Many companies, schools, and government agencies that provide network services on site have provisioning profiles or other systems in place to allow them to decrypt network traffic on their own network.

Assuming you mean that the user has installed and trusted the root CA, yes. TLS isn't decrypted, but terminated by the proxy.

... these institutions could potentially view the plaintext version of passwords over their networks? How do you prevent this?

Imagine you are using the most secure cryptography to encrypt the password on the client side before it is sent to the server.
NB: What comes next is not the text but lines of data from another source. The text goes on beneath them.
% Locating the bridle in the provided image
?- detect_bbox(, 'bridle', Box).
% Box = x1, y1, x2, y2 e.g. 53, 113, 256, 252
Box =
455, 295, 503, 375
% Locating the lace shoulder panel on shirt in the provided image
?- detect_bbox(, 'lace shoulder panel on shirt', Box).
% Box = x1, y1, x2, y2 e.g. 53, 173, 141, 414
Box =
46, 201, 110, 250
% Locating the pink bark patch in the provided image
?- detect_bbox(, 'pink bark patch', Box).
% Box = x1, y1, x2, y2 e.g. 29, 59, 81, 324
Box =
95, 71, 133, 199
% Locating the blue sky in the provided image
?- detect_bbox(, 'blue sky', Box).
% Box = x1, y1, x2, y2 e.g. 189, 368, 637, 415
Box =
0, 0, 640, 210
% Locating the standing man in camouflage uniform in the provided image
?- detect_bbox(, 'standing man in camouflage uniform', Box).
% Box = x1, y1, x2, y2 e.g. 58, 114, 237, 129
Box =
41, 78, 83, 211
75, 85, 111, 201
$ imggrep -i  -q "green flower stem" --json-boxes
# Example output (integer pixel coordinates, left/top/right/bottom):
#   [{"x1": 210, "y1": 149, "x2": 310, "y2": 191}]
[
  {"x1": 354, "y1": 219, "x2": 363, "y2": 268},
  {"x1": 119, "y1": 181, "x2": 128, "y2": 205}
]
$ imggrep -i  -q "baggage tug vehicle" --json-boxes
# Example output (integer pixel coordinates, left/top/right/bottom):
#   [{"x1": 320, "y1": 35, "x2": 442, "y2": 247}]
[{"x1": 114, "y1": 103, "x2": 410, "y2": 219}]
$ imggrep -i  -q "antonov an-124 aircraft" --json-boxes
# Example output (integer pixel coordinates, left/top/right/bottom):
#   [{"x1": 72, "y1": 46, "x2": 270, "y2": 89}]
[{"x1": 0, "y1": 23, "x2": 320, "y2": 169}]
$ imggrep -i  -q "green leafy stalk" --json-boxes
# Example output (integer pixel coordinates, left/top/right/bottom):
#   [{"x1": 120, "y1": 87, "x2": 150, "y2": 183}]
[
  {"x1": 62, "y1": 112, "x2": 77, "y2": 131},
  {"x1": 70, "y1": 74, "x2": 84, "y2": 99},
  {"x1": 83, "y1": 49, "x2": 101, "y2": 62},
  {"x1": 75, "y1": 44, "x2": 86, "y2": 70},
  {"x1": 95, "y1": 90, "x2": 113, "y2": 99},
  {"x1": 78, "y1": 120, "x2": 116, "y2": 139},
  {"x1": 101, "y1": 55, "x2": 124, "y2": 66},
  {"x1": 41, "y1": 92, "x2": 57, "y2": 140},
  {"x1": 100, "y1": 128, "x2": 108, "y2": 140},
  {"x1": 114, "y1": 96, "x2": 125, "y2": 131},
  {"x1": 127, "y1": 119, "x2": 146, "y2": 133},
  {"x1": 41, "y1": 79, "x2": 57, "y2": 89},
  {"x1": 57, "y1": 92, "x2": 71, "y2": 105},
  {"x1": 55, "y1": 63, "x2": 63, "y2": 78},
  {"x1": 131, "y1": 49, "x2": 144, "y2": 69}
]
However, you cannot forget that a TLS intercepting proxy can do far more than just view contents of TLS traffic; it can also modify things. To defeat your strong crypto, all the proxy has to do is inject a basic JavaScript keylogger into every page that will steal the password as it is being typed. Or in a corporate setting, the computer could be logging keystrokes already.

So, it's fairly safe to say that securing web browser traffic from a TLS proxy is pretty futile.

So what's the solution? At least for myself, I would never enter a password into a site if I know the traffic is being intercepted. Further, I do not log into sites on computers I do not own and trust.

From a design perspective, if it is absolutely unacceptable that a password is ever visible to a TLS proxy, you could instead create a native application that enforces certificate pinning and/or communicates with the server using asymmetric keys hardcoded into the app.